Infinity war : Trichomonas vaginalis and interactions with the host immune response

Abstract

Trichomonas vaginalis is the pathological agent of the human trichomoniasis, with an incidence of 156 million cases worldwide. Due to the increasing resistance of isolates to approved drugs and the clinical complications that include the increase in the acquisition and transmission of HIV, the adverse outcomes during pregnancy, and cervical and prostate cancer, the understanding of the pathogen interaction with the host immune response becomes essential.
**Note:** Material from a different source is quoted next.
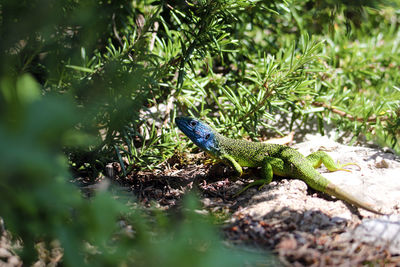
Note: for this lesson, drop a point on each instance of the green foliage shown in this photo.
(85, 83)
Production of cytokines and cells of innate immunity: Neutrophils and macrophages are the main cells involved in the fight against the parasite, while IL-8, IL-6 and TNF-α are the most produced cytokines in response to this infection. Clinical complications: T. vaginalis increases the acquisition of HIV, stimulates the invasiveness and growth of prostate cells and generates an inflammatory environment that can lead to preterm birth. Vaccine candidate targets: Adhesion proteins, cysteine peptidase, and α-actinin are currently cited as candidate targets for a vaccine development. Antibodies: IgG and IgG1 was found in serum samples of rodents infected with isolates from symptomatic patients as well as patients with symptoms. However, this antibodies production does not protect against a reinfection. Endosymbiosis: Mycoplasma hominis increased the cytotoxicity, growth, and survival rate of the parasite. In this context, the understanding of the mechanisms involved in the host-T. vaginalis interaction that elicit the immune response can contribute to the development of new targets to combat trichomoniasis.